In 1920 Duffieux became an assistant of Charles Fabry in Marseille, earning his doctorate in 1925 with a thesis on band spectroscopy. Afterward he worked in interference spectroscopy, moving to Rennes in 1927. During World War II Duffieux discovered Fourier optics, presenting his ideas at a meeting of the French Society of Physics in Paris in 1941, and publishing several papers. He completed a monograph on the subject in 1943–1944, which was privately published after the war in 1946. The work gained little attention outside France until Born and Wolf called attention to it in their text, Principles of Optics (1959). A second edition of Duffieux's book was published in 1970 by Masson (Paris) and an English translation appeared in 1983. After the war, Duffieux moved to Besançon and became the chair of optics at the university.

Duffieux was also interested in philosophy, music, and the meaning and interpretation of quantum theory.

==Bibliography==
- Max Born and Emil Wolf (1999).

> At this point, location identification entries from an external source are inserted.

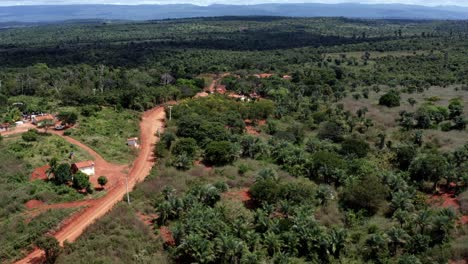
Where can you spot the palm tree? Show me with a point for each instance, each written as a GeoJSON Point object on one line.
{"type": "Point", "coordinates": [53, 163]}
{"type": "Point", "coordinates": [338, 239]}
{"type": "Point", "coordinates": [229, 248]}
{"type": "Point", "coordinates": [272, 242]}
{"type": "Point", "coordinates": [397, 238]}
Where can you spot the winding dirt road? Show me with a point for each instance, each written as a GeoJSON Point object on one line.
{"type": "Point", "coordinates": [73, 227]}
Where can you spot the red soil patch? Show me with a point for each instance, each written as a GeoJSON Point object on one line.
{"type": "Point", "coordinates": [462, 261]}
{"type": "Point", "coordinates": [447, 200]}
{"type": "Point", "coordinates": [241, 195]}
{"type": "Point", "coordinates": [74, 226]}
{"type": "Point", "coordinates": [147, 219]}
{"type": "Point", "coordinates": [252, 131]}
{"type": "Point", "coordinates": [32, 204]}
{"type": "Point", "coordinates": [40, 173]}
{"type": "Point", "coordinates": [464, 220]}
{"type": "Point", "coordinates": [167, 236]}
{"type": "Point", "coordinates": [263, 75]}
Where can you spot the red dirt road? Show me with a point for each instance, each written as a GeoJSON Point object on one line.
{"type": "Point", "coordinates": [152, 121]}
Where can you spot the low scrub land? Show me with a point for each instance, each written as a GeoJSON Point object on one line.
{"type": "Point", "coordinates": [107, 131]}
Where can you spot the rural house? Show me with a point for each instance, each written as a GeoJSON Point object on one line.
{"type": "Point", "coordinates": [132, 142]}
{"type": "Point", "coordinates": [87, 167]}
{"type": "Point", "coordinates": [39, 120]}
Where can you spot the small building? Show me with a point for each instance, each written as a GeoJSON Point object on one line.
{"type": "Point", "coordinates": [4, 127]}
{"type": "Point", "coordinates": [39, 120]}
{"type": "Point", "coordinates": [132, 142]}
{"type": "Point", "coordinates": [87, 167]}
{"type": "Point", "coordinates": [221, 89]}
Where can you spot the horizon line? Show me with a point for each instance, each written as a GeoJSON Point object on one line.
{"type": "Point", "coordinates": [230, 4]}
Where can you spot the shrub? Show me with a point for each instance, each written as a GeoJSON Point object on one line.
{"type": "Point", "coordinates": [62, 174]}
{"type": "Point", "coordinates": [446, 126]}
{"type": "Point", "coordinates": [30, 136]}
{"type": "Point", "coordinates": [327, 167]}
{"type": "Point", "coordinates": [185, 146]}
{"type": "Point", "coordinates": [221, 152]}
{"type": "Point", "coordinates": [51, 247]}
{"type": "Point", "coordinates": [367, 193]}
{"type": "Point", "coordinates": [390, 99]}
{"type": "Point", "coordinates": [404, 156]}
{"type": "Point", "coordinates": [68, 118]}
{"type": "Point", "coordinates": [90, 110]}
{"type": "Point", "coordinates": [102, 180]}
{"type": "Point", "coordinates": [332, 131]}
{"type": "Point", "coordinates": [81, 181]}
{"type": "Point", "coordinates": [355, 147]}
{"type": "Point", "coordinates": [428, 167]}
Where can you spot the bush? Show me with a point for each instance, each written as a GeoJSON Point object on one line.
{"type": "Point", "coordinates": [62, 174]}
{"type": "Point", "coordinates": [367, 193]}
{"type": "Point", "coordinates": [30, 136]}
{"type": "Point", "coordinates": [90, 110]}
{"type": "Point", "coordinates": [355, 147]}
{"type": "Point", "coordinates": [405, 155]}
{"type": "Point", "coordinates": [446, 126]}
{"type": "Point", "coordinates": [221, 153]}
{"type": "Point", "coordinates": [390, 99]}
{"type": "Point", "coordinates": [186, 146]}
{"type": "Point", "coordinates": [331, 131]}
{"type": "Point", "coordinates": [102, 180]}
{"type": "Point", "coordinates": [428, 167]}
{"type": "Point", "coordinates": [81, 181]}
{"type": "Point", "coordinates": [51, 247]}
{"type": "Point", "coordinates": [327, 167]}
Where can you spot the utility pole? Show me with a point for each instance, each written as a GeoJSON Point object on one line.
{"type": "Point", "coordinates": [170, 112]}
{"type": "Point", "coordinates": [126, 187]}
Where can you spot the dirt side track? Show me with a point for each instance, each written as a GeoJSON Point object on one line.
{"type": "Point", "coordinates": [152, 121]}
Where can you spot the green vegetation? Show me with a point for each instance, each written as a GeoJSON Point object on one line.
{"type": "Point", "coordinates": [43, 149]}
{"type": "Point", "coordinates": [106, 131]}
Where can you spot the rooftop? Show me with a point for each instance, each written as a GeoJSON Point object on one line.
{"type": "Point", "coordinates": [84, 164]}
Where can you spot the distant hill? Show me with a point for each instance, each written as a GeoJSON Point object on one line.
{"type": "Point", "coordinates": [53, 13]}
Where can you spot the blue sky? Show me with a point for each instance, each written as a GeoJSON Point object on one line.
{"type": "Point", "coordinates": [207, 2]}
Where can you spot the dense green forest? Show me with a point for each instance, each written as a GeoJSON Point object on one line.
{"type": "Point", "coordinates": [346, 153]}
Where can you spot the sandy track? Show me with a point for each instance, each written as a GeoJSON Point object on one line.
{"type": "Point", "coordinates": [152, 121]}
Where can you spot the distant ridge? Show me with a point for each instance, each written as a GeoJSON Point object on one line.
{"type": "Point", "coordinates": [54, 13]}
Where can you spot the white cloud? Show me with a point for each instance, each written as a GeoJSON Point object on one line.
{"type": "Point", "coordinates": [207, 2]}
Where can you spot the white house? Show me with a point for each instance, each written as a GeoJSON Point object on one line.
{"type": "Point", "coordinates": [40, 120]}
{"type": "Point", "coordinates": [132, 142]}
{"type": "Point", "coordinates": [87, 167]}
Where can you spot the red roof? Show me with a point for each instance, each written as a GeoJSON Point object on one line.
{"type": "Point", "coordinates": [221, 89]}
{"type": "Point", "coordinates": [40, 173]}
{"type": "Point", "coordinates": [263, 75]}
{"type": "Point", "coordinates": [84, 164]}
{"type": "Point", "coordinates": [44, 117]}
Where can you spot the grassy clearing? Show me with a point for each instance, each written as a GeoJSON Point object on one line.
{"type": "Point", "coordinates": [119, 237]}
{"type": "Point", "coordinates": [18, 235]}
{"type": "Point", "coordinates": [107, 132]}
{"type": "Point", "coordinates": [39, 153]}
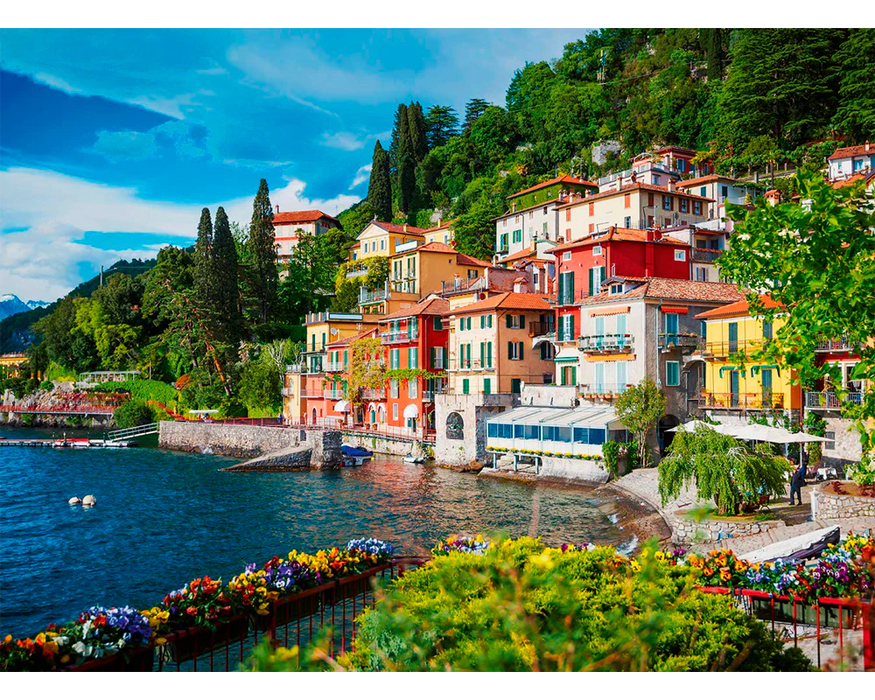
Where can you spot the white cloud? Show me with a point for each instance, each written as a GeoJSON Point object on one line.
{"type": "Point", "coordinates": [46, 259]}
{"type": "Point", "coordinates": [363, 174]}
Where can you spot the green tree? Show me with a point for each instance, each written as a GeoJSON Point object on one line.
{"type": "Point", "coordinates": [262, 275]}
{"type": "Point", "coordinates": [638, 408]}
{"type": "Point", "coordinates": [856, 63]}
{"type": "Point", "coordinates": [227, 292]}
{"type": "Point", "coordinates": [816, 257]}
{"type": "Point", "coordinates": [442, 123]}
{"type": "Point", "coordinates": [722, 468]}
{"type": "Point", "coordinates": [380, 187]}
{"type": "Point", "coordinates": [204, 270]}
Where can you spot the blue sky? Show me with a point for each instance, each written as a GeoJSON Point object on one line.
{"type": "Point", "coordinates": [112, 139]}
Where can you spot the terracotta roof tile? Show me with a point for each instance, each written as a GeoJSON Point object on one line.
{"type": "Point", "coordinates": [564, 179]}
{"type": "Point", "coordinates": [301, 217]}
{"type": "Point", "coordinates": [506, 300]}
{"type": "Point", "coordinates": [739, 308]}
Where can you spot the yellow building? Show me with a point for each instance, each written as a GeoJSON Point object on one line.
{"type": "Point", "coordinates": [730, 386]}
{"type": "Point", "coordinates": [490, 347]}
{"type": "Point", "coordinates": [383, 238]}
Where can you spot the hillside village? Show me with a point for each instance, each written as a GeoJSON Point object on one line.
{"type": "Point", "coordinates": [594, 286]}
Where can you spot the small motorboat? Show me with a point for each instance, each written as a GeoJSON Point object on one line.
{"type": "Point", "coordinates": [359, 455]}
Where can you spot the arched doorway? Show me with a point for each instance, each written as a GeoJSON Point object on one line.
{"type": "Point", "coordinates": [455, 427]}
{"type": "Point", "coordinates": [664, 437]}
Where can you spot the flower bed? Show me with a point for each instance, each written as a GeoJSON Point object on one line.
{"type": "Point", "coordinates": [202, 615]}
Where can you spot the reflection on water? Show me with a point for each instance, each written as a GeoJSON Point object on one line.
{"type": "Point", "coordinates": [163, 518]}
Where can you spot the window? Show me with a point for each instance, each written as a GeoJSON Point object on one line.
{"type": "Point", "coordinates": [672, 373]}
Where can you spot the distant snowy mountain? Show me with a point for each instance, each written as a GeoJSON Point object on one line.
{"type": "Point", "coordinates": [11, 305]}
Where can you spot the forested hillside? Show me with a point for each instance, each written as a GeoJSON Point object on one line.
{"type": "Point", "coordinates": [749, 97]}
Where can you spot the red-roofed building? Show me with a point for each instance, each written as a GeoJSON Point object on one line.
{"type": "Point", "coordinates": [289, 225]}
{"type": "Point", "coordinates": [851, 160]}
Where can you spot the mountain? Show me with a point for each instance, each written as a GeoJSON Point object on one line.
{"type": "Point", "coordinates": [11, 305]}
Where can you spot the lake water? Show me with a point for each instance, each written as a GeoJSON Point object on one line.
{"type": "Point", "coordinates": [163, 518]}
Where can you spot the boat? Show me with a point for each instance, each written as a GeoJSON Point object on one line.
{"type": "Point", "coordinates": [359, 455]}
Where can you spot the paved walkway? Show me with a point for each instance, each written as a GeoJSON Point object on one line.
{"type": "Point", "coordinates": [643, 483]}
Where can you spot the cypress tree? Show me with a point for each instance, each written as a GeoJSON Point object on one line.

Principles of Optics: Electromagnetic Theory of Propagation, Interference and Diffraction of Light, seventh edition (Cambridge University Press), p. 543. ISBN 978-0-521-64222-4
- P.-M. Duffieux (1983). The Fourier Transform and its Applications to Optics (Wiley, New York).
- Peter Hawkes and Noël Bonnet (1997). A symposium in honour of Pierre-Michel Duffieux. Microscopy, Microanalysis, Microstructures vol. 8, no. 1, pp. ix - xiv.
- André Maréchal (1976). Pierre-Michel Duffieux. Physics Today, vol. 29, No. 11 (November), p. 85.